Мне показалось, что в глазах Родина появилось выражение недоверия.
– Вы и в самом деле не видите мотива?
Я покачала головой.
– Ну, во-первых, вам срочно требовались деньги – из-за долга вашего мужа, который необходимо выплачивать, несмотря на его исчезновение.
Интересно, кто ему об этом рассказал? Только Роберт и Шилов знают правду, ну, еще Лариска, но до нее следователь вряд ли успел бы добраться за столь короткий период времени!
– Далее, – продолжал Родин, – на вашем банковском счете находится восемьдесят пять тысяч рублей. Их перевели единовременно, отправитель неизвестен. Не вы ли были тем самым отправителем? Какое совпадение, что из платяного шкафа убитой старушки пропали «гробовые» деньги, не так ли? Но и это не самое главное.
Господи, не главное?! Что же он еще припас?
– Дело в квартире, неужели не понятно? – проговорил следователь, пристально глядя на меня.
– В квартире? – непонимающе переспросила я.
– Только не говорите, Агния, что вы понятия не имели: Голубева составила завещание на ваше имя!
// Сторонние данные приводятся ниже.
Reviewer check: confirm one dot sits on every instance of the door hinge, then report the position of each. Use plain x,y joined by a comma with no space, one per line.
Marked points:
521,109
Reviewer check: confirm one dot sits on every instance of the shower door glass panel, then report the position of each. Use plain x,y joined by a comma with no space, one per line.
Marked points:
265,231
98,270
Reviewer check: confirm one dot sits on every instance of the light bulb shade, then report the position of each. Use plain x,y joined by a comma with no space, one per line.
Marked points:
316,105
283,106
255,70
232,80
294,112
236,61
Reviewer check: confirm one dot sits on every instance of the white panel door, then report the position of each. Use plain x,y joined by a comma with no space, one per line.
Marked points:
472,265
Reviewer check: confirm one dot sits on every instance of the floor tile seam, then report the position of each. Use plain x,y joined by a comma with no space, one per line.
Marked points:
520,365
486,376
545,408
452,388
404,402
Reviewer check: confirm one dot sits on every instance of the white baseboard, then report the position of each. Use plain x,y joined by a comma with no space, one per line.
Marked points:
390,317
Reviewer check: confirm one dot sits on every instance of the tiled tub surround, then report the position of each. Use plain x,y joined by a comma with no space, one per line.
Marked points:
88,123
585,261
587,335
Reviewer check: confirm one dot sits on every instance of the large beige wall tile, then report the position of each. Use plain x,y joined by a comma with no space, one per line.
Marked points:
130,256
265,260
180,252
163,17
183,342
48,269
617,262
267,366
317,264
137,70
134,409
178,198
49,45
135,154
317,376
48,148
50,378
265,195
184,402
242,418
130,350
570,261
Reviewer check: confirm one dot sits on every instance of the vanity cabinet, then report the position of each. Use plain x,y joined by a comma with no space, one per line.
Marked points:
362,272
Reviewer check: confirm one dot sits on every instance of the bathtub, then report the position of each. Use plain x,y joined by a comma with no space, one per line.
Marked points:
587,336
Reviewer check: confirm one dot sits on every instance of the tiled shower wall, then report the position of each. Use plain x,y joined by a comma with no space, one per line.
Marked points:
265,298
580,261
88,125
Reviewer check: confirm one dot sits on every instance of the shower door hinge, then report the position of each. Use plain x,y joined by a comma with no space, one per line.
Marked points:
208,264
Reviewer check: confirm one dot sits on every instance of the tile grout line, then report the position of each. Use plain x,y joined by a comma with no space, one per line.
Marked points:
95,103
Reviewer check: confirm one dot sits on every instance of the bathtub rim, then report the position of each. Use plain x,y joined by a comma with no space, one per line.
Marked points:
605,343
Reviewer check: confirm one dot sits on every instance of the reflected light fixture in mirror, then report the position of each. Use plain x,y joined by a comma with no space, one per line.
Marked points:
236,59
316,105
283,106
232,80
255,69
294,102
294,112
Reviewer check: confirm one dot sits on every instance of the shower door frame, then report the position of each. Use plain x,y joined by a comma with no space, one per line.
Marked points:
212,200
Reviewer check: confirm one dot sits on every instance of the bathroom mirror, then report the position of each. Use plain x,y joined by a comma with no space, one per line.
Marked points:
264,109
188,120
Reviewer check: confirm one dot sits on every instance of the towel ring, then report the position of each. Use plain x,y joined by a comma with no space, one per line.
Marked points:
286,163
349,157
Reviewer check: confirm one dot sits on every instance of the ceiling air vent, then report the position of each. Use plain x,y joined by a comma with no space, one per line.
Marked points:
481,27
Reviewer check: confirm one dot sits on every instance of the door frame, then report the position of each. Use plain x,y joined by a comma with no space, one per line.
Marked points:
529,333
– Что-о-о?! – вырвалось у меня. Услышав слова Родина, я едва не свалилась со стула, на котором сидела вполне удобно. – Галина… Васильевна… оставила…
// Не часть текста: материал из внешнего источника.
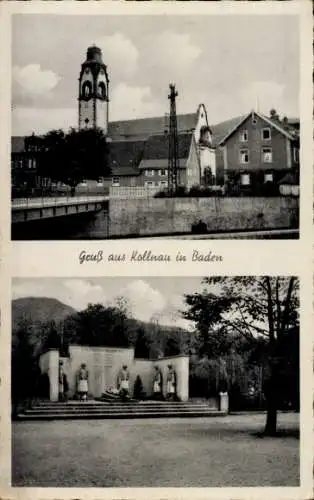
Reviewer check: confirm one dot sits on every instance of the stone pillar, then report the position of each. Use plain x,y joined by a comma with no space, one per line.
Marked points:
53,373
224,402
183,378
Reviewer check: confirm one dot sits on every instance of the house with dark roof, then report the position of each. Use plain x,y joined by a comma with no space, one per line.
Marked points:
247,149
139,149
254,149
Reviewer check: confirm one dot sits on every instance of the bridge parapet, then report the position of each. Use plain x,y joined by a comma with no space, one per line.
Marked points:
29,203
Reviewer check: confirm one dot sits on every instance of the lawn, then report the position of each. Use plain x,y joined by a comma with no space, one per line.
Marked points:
200,452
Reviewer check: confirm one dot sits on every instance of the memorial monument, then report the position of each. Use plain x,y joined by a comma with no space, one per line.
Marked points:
88,372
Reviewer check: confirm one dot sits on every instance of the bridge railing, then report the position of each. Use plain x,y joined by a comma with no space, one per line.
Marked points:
55,201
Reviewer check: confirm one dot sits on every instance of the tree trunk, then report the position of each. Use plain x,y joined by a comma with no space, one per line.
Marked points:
271,403
271,419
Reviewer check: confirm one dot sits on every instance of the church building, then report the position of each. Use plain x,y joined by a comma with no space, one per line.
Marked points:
249,151
139,149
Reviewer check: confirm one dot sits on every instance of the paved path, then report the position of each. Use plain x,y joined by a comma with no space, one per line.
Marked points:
205,452
237,235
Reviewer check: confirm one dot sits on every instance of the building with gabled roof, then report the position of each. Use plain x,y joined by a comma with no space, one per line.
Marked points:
257,149
246,149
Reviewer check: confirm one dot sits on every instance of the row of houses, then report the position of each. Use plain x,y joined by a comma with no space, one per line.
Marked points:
250,150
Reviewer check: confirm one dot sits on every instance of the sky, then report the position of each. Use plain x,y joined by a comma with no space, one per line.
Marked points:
232,64
161,299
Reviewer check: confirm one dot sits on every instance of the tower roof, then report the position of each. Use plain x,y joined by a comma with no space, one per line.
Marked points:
94,54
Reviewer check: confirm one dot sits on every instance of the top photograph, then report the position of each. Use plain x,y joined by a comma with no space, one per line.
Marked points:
154,126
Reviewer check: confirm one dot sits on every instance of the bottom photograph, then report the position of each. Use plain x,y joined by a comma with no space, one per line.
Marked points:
155,382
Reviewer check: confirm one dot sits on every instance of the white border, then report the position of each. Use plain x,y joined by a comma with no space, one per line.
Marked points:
240,257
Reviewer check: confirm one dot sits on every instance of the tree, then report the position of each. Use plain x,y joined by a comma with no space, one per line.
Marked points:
74,156
142,344
24,366
100,326
253,307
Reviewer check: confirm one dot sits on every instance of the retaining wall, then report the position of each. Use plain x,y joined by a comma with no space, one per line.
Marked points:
177,215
– …квартиру вам, – закончил следователь, очевидно, уставший от того, как медленно я выговариваю одну-единственную фразу. – Значит, вы хотите уверить меня в том, что Голубева вам об этом не говорила?
– Но это чистая правда! – воскликнула я в отчаянии. – И такого вообще быть не может, потому что Света – наследница по прямой линии, она инвалид детства, и мать просто не могла обойти ее в завещании!
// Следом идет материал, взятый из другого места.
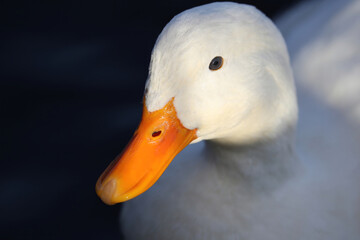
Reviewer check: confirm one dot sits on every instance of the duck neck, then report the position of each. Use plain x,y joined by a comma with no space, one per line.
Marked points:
259,166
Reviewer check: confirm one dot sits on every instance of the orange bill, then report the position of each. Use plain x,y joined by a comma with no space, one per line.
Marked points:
159,138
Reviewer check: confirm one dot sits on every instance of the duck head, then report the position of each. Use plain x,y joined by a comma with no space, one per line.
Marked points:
218,72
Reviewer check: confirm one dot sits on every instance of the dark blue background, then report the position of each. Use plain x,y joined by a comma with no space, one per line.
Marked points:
71,84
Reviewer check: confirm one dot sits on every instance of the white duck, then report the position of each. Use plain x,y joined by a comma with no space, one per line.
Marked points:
221,73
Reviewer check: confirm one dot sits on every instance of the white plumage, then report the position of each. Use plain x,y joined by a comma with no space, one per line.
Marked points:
245,181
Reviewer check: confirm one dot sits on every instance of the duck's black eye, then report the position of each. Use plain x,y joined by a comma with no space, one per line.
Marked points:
216,63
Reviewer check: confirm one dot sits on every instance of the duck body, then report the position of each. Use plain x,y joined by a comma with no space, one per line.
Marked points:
303,206
242,179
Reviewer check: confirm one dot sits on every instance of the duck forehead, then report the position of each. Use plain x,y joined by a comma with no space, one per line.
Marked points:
188,43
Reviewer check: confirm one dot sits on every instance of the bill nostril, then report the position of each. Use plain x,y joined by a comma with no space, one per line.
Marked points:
156,133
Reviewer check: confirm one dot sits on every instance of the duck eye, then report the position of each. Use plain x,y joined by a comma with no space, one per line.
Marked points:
216,63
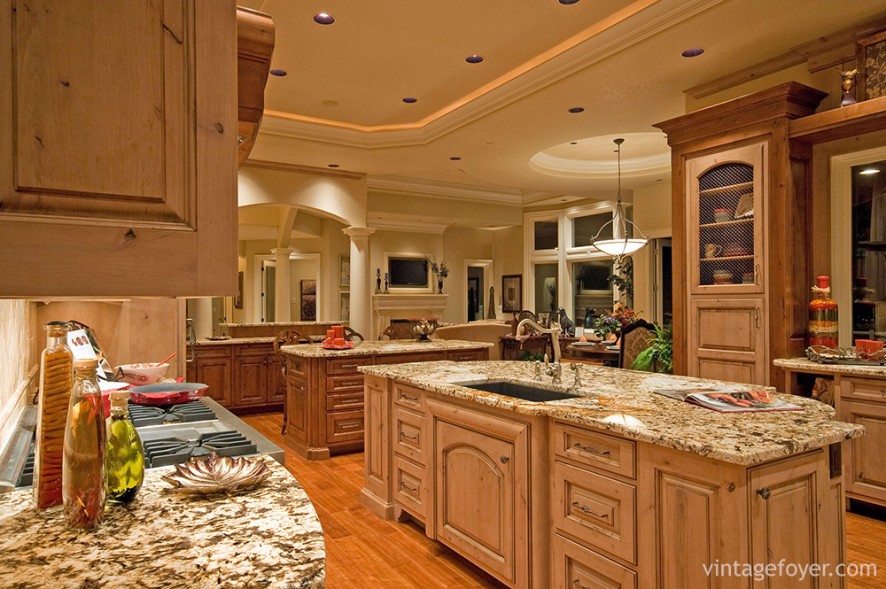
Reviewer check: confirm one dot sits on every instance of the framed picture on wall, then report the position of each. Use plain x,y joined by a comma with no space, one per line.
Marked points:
308,299
512,293
345,306
344,271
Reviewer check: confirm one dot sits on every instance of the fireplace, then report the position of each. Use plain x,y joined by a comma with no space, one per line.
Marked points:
386,308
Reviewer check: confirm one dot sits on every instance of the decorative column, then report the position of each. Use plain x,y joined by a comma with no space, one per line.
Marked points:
282,286
361,320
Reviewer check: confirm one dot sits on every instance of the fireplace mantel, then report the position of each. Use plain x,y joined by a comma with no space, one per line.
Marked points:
405,306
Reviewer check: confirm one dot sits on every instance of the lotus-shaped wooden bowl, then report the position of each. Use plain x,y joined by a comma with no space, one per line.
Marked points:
217,474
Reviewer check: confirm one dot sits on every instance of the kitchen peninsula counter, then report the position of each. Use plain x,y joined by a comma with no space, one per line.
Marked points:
615,486
323,410
268,537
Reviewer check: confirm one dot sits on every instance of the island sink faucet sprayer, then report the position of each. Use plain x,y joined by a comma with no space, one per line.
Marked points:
554,332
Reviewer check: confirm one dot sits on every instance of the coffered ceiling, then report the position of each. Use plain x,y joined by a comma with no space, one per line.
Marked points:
507,118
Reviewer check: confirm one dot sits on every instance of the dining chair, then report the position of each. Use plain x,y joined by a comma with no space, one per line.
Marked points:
287,337
635,338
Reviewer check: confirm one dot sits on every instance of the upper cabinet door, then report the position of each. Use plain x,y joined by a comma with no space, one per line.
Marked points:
118,164
726,214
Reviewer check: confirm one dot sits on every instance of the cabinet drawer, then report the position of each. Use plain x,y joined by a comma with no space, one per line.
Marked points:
863,389
346,401
594,449
409,486
346,426
214,351
259,350
344,384
404,358
347,365
409,397
576,567
467,355
409,434
595,509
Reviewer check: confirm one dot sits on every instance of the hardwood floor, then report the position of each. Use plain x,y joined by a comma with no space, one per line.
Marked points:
363,550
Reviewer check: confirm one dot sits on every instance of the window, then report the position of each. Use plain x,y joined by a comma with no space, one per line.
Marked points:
546,235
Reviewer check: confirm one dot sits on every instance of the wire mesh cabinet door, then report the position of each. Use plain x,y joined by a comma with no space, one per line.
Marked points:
727,198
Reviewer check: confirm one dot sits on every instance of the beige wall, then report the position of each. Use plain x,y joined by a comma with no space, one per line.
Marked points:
652,214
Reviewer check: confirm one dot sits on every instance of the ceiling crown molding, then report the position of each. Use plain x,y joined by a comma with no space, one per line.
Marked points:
494,96
451,190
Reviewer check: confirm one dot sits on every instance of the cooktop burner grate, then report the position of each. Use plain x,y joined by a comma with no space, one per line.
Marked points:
185,413
173,450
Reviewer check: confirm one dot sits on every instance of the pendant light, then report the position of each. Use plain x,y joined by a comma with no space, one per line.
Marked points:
622,242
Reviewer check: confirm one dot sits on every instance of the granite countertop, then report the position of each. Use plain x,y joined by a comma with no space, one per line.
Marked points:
801,364
267,537
622,401
282,323
231,341
385,347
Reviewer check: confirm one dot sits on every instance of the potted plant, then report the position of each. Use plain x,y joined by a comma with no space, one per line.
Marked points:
659,356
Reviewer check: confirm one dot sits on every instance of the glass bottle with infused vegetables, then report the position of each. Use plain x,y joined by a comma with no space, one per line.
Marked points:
83,464
56,379
125,459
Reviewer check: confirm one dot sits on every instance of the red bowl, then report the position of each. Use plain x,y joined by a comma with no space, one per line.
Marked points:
167,393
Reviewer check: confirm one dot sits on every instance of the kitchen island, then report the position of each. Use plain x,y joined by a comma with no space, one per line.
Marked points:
323,409
613,485
266,537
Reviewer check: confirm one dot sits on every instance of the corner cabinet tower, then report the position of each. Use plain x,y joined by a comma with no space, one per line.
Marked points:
119,151
740,234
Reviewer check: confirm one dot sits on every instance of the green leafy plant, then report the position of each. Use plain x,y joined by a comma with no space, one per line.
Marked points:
659,356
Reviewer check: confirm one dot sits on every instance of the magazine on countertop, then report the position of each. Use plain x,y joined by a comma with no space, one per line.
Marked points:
730,400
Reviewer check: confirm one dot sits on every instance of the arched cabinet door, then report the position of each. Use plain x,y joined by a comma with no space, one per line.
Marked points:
120,159
481,468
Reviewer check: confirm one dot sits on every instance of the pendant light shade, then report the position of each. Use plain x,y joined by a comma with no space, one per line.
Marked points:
623,242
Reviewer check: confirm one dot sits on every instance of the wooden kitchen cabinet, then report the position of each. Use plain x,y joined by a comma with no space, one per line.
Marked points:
740,206
121,148
481,509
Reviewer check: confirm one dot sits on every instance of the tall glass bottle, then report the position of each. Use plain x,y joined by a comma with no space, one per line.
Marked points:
56,379
125,459
83,467
823,316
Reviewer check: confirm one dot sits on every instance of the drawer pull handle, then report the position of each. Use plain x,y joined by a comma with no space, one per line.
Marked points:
591,450
588,510
405,436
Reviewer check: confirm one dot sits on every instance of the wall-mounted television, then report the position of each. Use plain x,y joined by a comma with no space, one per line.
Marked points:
408,272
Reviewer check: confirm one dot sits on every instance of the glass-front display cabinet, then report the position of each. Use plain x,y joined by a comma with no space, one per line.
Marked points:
726,221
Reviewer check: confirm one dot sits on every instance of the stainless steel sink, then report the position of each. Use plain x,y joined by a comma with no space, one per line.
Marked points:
519,391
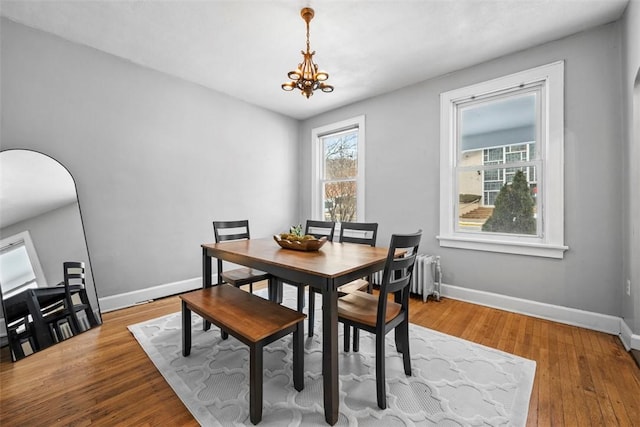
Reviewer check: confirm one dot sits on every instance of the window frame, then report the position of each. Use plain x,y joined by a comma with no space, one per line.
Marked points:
317,157
24,238
550,175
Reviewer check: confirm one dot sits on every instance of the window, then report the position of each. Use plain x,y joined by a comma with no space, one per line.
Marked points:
501,164
338,168
19,265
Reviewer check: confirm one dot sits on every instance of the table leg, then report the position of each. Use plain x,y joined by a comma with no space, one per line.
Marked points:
186,329
206,281
330,352
273,286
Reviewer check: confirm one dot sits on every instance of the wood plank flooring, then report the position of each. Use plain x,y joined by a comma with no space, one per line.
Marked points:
103,377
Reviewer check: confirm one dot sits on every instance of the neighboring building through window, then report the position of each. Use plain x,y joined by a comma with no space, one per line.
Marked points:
338,161
502,164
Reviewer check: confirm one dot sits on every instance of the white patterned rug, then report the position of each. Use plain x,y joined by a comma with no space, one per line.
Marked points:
454,382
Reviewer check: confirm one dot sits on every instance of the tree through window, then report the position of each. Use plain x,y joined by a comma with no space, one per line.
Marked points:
339,189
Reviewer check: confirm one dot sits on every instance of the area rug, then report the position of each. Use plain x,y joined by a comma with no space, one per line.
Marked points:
454,382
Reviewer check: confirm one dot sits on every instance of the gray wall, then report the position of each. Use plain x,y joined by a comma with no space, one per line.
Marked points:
631,164
57,237
155,158
402,169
Родин все еще смотрел на меня с недоверием.
– А она и не обошла, – ответил он, наконец. – Разве вы не знали, что в завещании есть одно условие: вы становитесь собственницей квартиры только в том случае, если принимаете на себя опекунство над Светланой Голубевой?
– Опекунство?
Я понимала, что со стороны, должно быть, выгляжу глупо, постоянно повторяя последние слова Родина, но просто ничего не могла с собой поделать: новость прозвучала для меня совершенно неожиданно и, судя по всему, должна была меня обрадовать. Однако в свете текущих обстоятельств она показалась мне равносильной смертному приговору. Теперь я вспомнила последние, как потом оказалось, слова Галины Васильевны, обращенные ко мне. После того как уехала «Скорая», она сказала: «Я решила проблему!» Вот, значит, что она имела в виду!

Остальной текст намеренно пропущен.